By Tulsa World
After years of virtually ignoring, then struggling with, a large number of structurally deficient bridges, Oklahoma is finally getting a handle on the problem.
That’s what a Tulsa World analysis of National Bridge Inventory data from 2005 to 2011 showed. The analysis, detailed in a Tuesday story by World Staff Writer Casey Smith, revealed that about 22 percent of the state’s bridges are deemed structurally deficient, an improvement from the 30 percent reported in 2005.
Of the 6,800 highway bridges maintained by the Oklahoma Department of Transportation, only 167 do not have funds committed for their repair, and that backlog will be eliminated by 2019, according to ODOT officials. Compare that with 2004, when ODOT had 1,168 structurally deficient bridges in its care.
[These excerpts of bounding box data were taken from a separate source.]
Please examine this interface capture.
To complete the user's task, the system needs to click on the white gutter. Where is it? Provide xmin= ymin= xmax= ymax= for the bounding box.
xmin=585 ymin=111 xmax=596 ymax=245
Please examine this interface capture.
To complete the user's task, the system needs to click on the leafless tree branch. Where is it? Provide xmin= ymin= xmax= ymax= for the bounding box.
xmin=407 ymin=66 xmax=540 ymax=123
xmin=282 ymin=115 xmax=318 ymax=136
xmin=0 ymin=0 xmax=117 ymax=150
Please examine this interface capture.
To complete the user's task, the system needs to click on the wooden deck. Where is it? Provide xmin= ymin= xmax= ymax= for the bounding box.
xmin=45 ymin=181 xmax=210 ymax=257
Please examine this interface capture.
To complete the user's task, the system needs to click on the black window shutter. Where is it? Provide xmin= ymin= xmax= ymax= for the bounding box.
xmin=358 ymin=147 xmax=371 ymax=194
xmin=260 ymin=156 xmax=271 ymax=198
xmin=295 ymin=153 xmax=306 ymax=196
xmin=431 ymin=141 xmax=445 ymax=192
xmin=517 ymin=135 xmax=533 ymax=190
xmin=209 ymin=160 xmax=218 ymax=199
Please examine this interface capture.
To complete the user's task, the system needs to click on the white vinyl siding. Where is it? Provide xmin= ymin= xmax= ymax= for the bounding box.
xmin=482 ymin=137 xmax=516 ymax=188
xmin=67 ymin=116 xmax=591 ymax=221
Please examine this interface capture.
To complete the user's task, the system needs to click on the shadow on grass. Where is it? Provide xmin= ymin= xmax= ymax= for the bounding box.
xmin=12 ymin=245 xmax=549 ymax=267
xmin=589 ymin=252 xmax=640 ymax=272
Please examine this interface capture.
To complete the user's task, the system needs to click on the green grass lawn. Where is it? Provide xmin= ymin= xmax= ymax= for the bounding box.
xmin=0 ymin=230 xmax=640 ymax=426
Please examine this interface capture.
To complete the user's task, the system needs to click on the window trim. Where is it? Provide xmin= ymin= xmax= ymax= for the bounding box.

There are a couple of reasons Oklahoma has been able to make progress with its deficient bridges. One is that state funds available to the state for roads and bridges have increased from $179.7 million in 2005 to an estimated $453.6 million for 2013.
The other major reason for improvement is the Rebuilding Oklahoma Access and Driver Safety (ROADS) fund, created by the Legislature in 2005. The fund has grown from $15 million in 2006 to an estimated $292.4 million in fiscal 2013.
Creation of the ROADS fund marked the first significant infusion of state money into bridge improvement.
It’s popular to say that problems can’t be solved by throwing money at them. The problem of deficient bridges is a very big one that can be – and is being – solved by throwing money at it.